Guys I know. I know. I promised I’d do better and I’ve already failed you. I’m not done though. I’m just reworking some ideas. Doing a post for all the #readharder tasks wasn’t really working for me. I am not a book review site and it was starting to feel that way. I’m rethinking how I want to do that. I also am toying with branching out from just writing about books to other awesome geeky stuff I like. Still working the angles.

In better news, I’m sure you’ve already heard the squee worthy Harper Lee news. I’m optimistic with reservations (which is coincidently my new band name). I’ll read it, of course.
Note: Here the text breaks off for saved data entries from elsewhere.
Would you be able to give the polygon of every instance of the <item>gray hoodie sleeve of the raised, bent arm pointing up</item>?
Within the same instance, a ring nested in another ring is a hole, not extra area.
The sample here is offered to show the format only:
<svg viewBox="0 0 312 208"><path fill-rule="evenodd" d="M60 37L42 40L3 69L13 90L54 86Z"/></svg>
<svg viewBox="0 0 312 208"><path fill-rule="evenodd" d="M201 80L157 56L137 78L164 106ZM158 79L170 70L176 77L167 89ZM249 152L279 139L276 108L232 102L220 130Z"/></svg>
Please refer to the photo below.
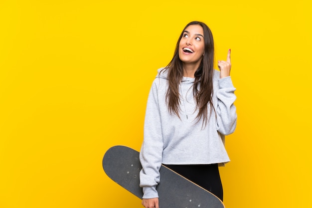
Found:
<svg viewBox="0 0 312 208"><path fill-rule="evenodd" d="M236 128L236 107L234 101L236 96L231 77L218 79L219 89L216 92L218 99L217 112L217 130L223 135L232 134Z"/></svg>

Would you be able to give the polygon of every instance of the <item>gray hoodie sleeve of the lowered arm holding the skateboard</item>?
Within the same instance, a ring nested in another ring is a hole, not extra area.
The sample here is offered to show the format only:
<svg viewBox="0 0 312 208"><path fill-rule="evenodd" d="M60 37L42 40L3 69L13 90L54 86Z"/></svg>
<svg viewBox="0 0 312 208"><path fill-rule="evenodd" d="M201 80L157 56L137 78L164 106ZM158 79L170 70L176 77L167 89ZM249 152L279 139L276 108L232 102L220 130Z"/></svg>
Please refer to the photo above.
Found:
<svg viewBox="0 0 312 208"><path fill-rule="evenodd" d="M162 132L156 82L154 81L148 97L144 141L140 152L142 170L140 172L140 187L143 188L143 199L158 198L156 186L159 183L159 169L162 162Z"/></svg>

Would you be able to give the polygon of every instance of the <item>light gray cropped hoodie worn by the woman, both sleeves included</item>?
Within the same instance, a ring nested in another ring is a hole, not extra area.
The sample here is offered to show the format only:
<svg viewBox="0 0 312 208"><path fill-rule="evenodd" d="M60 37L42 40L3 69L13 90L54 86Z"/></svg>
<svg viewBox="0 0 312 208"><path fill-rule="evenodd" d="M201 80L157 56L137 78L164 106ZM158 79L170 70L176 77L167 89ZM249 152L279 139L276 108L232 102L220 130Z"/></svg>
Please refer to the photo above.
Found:
<svg viewBox="0 0 312 208"><path fill-rule="evenodd" d="M140 186L144 199L157 198L161 164L225 164L229 157L224 147L224 135L236 128L236 107L231 77L220 79L220 72L213 76L212 115L207 125L197 122L198 110L193 98L195 78L183 77L179 86L180 111L178 118L171 115L165 103L167 90L167 70L158 74L153 82L147 103L144 141L140 152L143 169ZM208 105L208 112L210 112ZM215 115L216 114L216 115ZM208 115L209 117L209 115ZM197 122L197 123L196 123Z"/></svg>

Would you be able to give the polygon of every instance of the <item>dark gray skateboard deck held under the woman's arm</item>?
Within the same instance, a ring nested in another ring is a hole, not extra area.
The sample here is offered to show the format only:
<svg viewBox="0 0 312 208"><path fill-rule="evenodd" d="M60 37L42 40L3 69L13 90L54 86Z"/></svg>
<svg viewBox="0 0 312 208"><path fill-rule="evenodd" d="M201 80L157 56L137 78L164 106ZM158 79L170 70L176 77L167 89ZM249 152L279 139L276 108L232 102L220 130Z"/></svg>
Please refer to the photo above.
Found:
<svg viewBox="0 0 312 208"><path fill-rule="evenodd" d="M104 155L103 169L114 182L142 199L138 151L126 146L111 147ZM224 208L215 195L169 168L161 165L159 173L159 208Z"/></svg>

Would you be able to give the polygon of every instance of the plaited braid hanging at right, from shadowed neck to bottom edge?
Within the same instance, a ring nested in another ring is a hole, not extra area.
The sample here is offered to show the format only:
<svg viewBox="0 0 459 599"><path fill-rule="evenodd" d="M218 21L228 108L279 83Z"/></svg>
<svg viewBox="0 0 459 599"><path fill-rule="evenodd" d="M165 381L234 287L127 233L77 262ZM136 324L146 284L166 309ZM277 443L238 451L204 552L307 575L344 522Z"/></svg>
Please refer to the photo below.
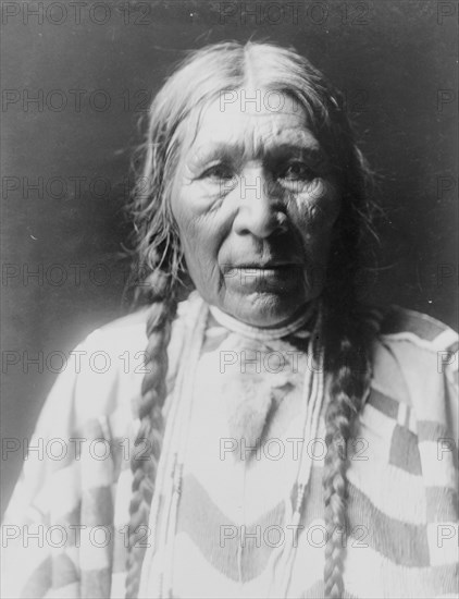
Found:
<svg viewBox="0 0 459 599"><path fill-rule="evenodd" d="M325 456L323 489L325 503L325 565L326 598L339 598L344 594L344 559L348 531L348 442L356 432L363 398L371 379L369 358L370 331L363 330L361 315L339 315L327 323L327 368L332 374L331 400L325 414ZM347 321L347 322L346 322ZM332 330L334 328L334 330ZM333 344L333 346L332 346Z"/></svg>

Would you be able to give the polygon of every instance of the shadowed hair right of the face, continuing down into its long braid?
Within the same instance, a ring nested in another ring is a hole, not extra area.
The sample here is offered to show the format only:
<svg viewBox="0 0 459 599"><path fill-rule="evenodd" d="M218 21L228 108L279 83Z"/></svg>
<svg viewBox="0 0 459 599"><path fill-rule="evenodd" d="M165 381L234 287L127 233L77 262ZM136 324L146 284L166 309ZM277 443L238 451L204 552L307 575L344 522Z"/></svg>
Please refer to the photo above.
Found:
<svg viewBox="0 0 459 599"><path fill-rule="evenodd" d="M377 239L373 227L374 206L369 200L372 173L355 145L351 124L336 94L338 110L333 121L340 133L338 155L345 156L338 172L344 190L343 206L335 223L335 239L323 293L325 371L331 377L330 402L325 413L327 452L323 472L325 508L324 594L326 599L344 595L348 517L348 444L355 437L359 415L372 377L371 347L374 327L359 305L356 273L361 268L362 247Z"/></svg>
I am just scared of what kind of expectations comes from such an epic announcement.

2015 is setting up to be pretty great in books. We get a new Millennium (which I can never spell right the first time) book, a Harper Lee, and a Toni Morrison. I like saying it like that. It sounds like instead of their books, we’re all actually going to get the authors themselves. There are some genre authors who put a book out around the same time each year that I’m also looking forward to, but it’s not really the same, right? We take those for granted. It’s these authors who write sparingly so we must savor each bite. No matter the quality of the Harper Lee book, it’s doubtful we’re going to get any more after that. Toni Morrison is older so we probably don’t have many more from her in the future and Stieg Larsson is no longer with us so the rest of the Millennium books in theory aren’t even what he would have given us.

Are you going to reread To Kill a Mockingbird to get ready? Who would you like to see a new book from right now?